In mid-2018, the Federal Reserve was adamant a strong economy, and rising inflationary pressures required tighter monetary conditions. At that time they were discussing additional rate hikes and a continued reduction of their $4 Trillion balance sheet.

All it took was a rough December, pressure from Wall Street’s member banks, and a disgruntled White House to completely flip their thinking.

The Fed isn’t alone.

China has launched its version of “Quantitative Easing” to help prop up its slowing economy.

Lastly, the ECB downgraded Eurozone growth, and there is a likelihood that not only will they not raise rates this year, they will also extend the TLTRO program which is the Targeted Longer-Term Refinancing Operations scheme which gives cheap loans to struggling Eurozone banks.

Think about this for a moment.

For a decade the global economy has been growing.

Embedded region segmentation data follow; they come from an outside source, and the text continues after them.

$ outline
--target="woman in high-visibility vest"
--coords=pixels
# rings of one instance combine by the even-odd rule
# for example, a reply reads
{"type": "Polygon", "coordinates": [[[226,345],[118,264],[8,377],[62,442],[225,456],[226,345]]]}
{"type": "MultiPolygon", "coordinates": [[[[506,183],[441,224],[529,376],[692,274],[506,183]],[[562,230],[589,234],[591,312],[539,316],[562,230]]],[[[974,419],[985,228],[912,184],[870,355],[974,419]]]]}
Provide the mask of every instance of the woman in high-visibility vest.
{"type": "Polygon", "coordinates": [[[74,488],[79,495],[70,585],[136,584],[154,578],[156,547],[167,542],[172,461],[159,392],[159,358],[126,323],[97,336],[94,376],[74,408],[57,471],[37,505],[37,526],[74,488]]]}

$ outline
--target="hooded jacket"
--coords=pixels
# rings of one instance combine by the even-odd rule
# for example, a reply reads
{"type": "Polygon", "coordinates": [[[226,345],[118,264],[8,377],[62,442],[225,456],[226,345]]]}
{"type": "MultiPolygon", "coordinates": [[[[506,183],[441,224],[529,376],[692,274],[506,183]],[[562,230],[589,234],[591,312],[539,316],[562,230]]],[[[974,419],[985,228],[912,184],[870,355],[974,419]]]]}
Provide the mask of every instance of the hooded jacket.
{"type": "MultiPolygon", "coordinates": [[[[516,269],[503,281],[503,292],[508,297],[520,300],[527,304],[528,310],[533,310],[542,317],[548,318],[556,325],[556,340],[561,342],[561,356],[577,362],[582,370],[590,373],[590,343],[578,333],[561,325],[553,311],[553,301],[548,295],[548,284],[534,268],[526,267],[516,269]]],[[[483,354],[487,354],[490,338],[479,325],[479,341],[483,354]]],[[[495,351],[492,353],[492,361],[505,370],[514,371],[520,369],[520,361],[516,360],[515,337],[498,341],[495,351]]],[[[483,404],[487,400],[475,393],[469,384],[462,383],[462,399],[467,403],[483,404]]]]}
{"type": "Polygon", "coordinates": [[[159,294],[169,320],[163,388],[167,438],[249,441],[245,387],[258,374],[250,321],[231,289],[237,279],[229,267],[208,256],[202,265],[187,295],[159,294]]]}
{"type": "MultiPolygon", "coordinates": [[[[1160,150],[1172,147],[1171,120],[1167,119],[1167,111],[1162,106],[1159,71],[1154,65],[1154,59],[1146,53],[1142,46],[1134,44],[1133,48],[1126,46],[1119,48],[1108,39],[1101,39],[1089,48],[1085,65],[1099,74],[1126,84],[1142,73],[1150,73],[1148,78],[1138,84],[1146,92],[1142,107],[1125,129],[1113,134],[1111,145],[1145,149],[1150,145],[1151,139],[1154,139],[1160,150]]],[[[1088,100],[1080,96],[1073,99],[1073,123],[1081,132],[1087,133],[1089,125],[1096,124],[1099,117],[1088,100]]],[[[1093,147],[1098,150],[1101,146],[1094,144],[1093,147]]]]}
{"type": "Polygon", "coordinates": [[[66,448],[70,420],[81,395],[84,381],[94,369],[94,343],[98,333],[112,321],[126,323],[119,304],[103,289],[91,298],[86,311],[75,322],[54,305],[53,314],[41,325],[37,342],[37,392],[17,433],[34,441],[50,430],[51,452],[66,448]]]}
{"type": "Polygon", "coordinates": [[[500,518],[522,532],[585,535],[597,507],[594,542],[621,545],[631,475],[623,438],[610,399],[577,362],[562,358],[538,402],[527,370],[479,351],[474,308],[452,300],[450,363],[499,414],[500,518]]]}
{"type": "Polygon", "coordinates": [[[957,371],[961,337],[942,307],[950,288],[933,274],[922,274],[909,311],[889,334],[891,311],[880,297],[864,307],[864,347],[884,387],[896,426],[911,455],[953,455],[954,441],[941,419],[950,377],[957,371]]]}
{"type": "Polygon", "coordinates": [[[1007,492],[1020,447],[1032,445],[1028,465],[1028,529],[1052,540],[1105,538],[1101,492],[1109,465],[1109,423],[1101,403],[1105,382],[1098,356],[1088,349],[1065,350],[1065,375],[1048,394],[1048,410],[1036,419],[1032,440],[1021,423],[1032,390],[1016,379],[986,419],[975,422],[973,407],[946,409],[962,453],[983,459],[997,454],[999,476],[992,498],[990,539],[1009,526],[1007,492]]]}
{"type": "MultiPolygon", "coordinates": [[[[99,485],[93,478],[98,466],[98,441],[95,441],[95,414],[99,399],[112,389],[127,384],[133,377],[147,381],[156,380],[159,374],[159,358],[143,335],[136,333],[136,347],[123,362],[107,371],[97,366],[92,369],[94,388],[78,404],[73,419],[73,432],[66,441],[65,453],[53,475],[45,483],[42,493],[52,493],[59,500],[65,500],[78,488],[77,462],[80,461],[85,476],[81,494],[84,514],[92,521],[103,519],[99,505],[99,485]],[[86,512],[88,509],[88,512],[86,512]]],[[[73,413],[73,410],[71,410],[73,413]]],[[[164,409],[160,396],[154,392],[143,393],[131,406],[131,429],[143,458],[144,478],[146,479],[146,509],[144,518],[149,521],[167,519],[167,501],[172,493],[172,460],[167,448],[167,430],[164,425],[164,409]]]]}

Market participants are crowing about the massive surge in asset prices as clear evidence of the strength of the economy.

However, such hasn’t been the case. As I discussed previously for the Fed, China, and the ECB, are signaling their concerns about “economic reality,” which as the data through the end of December shows, the U.S. economy is beginning to slow.

“As shown, over the last six months, the decline in the LEI has been sharper than originally anticipated. Importantly, there is a strong historical correlation between the 6-month rate of change in the LEI and the EOCI index. As shown, the downturn in the LEI predicted the current economic weakness and suggests the data is likely to continue to weaken in the months ahead.”